Jon Hamm est Daniel Radcliffe. Dans les années 30, il perd son statut et on va le forcer au sevrage. Inutile de vous dire que ce n’est pas beau à voir et sûrement un peu perdu d’avance.
Avant d’en arriver là, ce médecin va connaître l’apothéose de la drogue. Alors qu’il est appelé au chevet d’un mort (ce qui est – ma foi – un peu tard) il décide en chemin d’abandonner sa nouvelle habitude et jette la clef de la réserve. Celle-la même qui lui offre un paradis artificiel. Sur le chemin du retour, la déception et le manque prennent le dessus et il craque. Il délire et se met en tête de retrouver son précieux sésame. Au milieu de la neige donc. Il va se battre. Avec lui même. On peut dire qu’il touche le fond.
A ce moment là de l’histoire, A Young Doctor’s Notebook a des accents de Trainspotting. C’est malsain. On se les gèle.
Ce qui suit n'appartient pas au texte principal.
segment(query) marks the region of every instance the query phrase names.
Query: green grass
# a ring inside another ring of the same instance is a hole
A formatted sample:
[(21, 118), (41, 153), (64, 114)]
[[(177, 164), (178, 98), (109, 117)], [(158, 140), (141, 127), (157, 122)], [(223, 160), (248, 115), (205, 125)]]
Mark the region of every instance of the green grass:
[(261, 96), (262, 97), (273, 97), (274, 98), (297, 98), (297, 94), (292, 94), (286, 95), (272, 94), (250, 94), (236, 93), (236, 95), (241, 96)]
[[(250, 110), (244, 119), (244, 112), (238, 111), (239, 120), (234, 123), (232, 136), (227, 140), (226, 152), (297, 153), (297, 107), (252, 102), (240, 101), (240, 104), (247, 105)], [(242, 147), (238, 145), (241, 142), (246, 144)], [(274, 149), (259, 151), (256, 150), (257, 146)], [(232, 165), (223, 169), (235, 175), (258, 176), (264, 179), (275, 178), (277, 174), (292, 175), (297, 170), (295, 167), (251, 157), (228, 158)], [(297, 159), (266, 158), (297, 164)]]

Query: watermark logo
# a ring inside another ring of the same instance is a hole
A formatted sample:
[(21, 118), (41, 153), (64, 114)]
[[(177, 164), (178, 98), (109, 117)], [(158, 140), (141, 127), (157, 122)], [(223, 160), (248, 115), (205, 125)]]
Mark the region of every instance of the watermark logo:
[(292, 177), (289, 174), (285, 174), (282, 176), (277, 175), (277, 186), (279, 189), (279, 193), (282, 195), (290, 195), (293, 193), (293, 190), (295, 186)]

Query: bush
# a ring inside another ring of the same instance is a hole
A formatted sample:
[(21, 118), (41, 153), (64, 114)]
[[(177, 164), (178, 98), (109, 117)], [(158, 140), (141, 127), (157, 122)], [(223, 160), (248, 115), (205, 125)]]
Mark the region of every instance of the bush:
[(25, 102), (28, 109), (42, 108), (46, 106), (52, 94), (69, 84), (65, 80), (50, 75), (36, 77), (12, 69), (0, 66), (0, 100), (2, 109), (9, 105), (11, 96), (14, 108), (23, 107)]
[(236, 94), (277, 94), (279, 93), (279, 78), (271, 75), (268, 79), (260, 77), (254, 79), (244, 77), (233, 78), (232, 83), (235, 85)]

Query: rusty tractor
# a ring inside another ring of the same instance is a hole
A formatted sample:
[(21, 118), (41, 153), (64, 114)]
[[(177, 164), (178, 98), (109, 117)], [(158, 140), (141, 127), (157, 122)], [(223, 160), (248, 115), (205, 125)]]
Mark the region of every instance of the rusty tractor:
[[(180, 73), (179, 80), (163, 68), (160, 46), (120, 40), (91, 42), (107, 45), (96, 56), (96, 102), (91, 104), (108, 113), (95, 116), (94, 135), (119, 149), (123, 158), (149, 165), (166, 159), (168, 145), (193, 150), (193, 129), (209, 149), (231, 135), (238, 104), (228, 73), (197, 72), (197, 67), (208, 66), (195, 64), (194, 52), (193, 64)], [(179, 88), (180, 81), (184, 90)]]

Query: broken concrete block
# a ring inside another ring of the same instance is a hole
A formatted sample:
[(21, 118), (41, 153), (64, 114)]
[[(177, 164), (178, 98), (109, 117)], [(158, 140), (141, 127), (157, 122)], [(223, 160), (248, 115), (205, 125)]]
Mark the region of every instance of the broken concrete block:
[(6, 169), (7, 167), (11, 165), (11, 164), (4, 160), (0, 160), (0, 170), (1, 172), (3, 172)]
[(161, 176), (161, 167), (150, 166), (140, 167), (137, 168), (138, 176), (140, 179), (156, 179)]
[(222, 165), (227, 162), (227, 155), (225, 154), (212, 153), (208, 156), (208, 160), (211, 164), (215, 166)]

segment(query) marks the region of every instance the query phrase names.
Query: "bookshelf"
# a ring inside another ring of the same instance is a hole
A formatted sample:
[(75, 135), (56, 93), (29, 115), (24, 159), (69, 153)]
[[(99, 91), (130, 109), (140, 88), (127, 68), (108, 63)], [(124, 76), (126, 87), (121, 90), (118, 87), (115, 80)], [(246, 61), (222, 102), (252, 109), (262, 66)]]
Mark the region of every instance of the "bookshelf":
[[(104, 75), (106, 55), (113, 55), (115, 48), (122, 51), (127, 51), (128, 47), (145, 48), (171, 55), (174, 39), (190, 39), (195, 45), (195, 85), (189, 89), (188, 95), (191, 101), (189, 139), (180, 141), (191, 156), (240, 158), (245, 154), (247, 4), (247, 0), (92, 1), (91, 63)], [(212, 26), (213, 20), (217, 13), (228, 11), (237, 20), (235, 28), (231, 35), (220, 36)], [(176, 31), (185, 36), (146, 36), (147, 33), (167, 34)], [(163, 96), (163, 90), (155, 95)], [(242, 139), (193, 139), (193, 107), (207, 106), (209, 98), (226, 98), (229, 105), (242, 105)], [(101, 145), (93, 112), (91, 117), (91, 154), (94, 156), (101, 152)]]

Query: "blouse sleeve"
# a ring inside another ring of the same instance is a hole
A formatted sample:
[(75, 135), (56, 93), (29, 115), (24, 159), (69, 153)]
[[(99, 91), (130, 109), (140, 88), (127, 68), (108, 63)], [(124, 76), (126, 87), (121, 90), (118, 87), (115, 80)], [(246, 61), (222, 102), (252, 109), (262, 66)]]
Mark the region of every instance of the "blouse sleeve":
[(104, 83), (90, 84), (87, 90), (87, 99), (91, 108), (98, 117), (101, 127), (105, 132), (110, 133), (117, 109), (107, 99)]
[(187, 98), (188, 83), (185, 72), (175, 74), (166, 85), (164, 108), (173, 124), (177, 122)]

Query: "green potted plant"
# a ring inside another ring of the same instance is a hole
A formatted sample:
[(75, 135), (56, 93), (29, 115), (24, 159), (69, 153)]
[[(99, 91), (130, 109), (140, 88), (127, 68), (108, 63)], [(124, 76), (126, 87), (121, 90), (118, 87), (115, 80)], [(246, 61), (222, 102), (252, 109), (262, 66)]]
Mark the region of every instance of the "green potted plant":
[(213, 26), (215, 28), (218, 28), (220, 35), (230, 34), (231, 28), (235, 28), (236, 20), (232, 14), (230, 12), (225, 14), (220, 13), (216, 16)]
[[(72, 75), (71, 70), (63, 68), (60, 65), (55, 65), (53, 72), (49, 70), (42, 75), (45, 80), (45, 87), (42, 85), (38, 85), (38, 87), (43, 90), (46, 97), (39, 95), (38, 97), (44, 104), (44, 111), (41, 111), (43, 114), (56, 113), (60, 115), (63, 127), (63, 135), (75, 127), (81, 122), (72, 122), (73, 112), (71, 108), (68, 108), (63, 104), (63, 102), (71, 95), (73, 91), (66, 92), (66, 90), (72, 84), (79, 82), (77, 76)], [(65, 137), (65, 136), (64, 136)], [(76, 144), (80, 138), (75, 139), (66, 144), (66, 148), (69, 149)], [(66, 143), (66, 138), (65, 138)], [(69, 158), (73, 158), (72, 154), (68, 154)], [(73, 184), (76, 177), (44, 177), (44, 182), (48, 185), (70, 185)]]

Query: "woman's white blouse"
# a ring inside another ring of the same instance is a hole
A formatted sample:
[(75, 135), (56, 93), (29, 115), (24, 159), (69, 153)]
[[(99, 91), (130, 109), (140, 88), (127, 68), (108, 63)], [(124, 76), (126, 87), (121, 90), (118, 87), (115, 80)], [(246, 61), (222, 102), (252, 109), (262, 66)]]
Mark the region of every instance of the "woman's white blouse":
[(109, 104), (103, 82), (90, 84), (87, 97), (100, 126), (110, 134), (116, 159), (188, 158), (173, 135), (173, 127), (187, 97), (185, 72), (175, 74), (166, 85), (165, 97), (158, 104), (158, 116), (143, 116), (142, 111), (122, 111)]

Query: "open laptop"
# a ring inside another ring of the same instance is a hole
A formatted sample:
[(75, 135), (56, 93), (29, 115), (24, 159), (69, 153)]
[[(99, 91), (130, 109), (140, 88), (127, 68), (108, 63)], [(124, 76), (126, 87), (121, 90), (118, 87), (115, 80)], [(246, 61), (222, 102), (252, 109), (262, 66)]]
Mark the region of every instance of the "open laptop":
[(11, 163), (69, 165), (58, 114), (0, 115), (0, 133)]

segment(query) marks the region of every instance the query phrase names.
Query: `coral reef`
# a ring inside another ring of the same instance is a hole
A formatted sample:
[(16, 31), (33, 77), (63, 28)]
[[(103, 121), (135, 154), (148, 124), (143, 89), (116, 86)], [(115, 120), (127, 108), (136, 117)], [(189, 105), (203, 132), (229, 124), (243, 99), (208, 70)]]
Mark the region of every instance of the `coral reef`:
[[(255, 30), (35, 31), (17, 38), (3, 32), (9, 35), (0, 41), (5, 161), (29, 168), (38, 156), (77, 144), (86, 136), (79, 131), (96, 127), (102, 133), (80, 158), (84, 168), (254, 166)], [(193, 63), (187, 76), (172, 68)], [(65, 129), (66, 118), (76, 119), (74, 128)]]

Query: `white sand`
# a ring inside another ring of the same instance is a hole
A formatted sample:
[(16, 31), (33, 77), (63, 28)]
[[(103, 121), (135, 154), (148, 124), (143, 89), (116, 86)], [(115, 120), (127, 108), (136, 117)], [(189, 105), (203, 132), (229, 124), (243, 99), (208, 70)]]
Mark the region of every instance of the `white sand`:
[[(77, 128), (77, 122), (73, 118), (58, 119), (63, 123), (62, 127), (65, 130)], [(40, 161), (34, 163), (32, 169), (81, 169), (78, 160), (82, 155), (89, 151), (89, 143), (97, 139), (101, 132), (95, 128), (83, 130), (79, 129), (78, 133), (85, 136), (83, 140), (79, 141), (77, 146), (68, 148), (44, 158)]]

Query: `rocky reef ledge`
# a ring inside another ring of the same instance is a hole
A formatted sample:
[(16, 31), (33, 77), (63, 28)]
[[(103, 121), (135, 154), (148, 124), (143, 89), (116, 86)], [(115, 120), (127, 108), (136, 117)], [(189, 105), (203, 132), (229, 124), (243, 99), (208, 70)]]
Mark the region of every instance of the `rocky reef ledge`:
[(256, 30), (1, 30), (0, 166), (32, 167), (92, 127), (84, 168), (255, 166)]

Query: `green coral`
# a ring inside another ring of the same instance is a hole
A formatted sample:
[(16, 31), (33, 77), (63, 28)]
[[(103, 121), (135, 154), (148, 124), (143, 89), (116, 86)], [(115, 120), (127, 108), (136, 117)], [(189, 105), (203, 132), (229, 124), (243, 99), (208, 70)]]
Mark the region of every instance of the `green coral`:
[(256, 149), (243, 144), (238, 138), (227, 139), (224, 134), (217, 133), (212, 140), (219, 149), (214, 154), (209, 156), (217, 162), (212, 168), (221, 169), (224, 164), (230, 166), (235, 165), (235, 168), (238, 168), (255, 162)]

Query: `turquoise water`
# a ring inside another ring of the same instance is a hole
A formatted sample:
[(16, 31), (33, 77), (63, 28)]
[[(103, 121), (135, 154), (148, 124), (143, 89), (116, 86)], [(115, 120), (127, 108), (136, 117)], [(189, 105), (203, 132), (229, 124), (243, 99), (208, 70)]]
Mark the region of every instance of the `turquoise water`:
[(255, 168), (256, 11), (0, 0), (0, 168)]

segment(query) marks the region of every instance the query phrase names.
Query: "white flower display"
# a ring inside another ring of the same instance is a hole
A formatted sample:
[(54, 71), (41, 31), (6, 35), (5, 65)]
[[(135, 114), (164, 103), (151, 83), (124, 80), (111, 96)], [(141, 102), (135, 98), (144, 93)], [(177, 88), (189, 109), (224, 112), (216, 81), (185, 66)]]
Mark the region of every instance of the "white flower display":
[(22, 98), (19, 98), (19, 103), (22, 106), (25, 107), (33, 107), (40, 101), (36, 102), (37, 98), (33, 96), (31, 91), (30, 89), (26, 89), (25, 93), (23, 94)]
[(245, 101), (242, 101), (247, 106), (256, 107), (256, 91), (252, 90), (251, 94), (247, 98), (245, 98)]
Tirée d’une nouvelle de Mikhail Bulgakov (comme ça se prononce), A Young Doctor’s Notebook offre une parenthèse déjantée. Une satire fantasque. On a froid, on rit, on frissonne de dégoût, on hallucine aussi. L’image est superbe, sombre, parfois glauque. Un éclairage succinct mais suffisant pour apercevoir les coins sombres. Et un grand bravo à la prestation de feu Harry Potter qui navigue entre le registre comique et le mode plus inquiétant de la folie. A voir absolument.
Ça nous change des midinettes américaines et policées où la médecine est glamour et toujours – toujours – stimulante.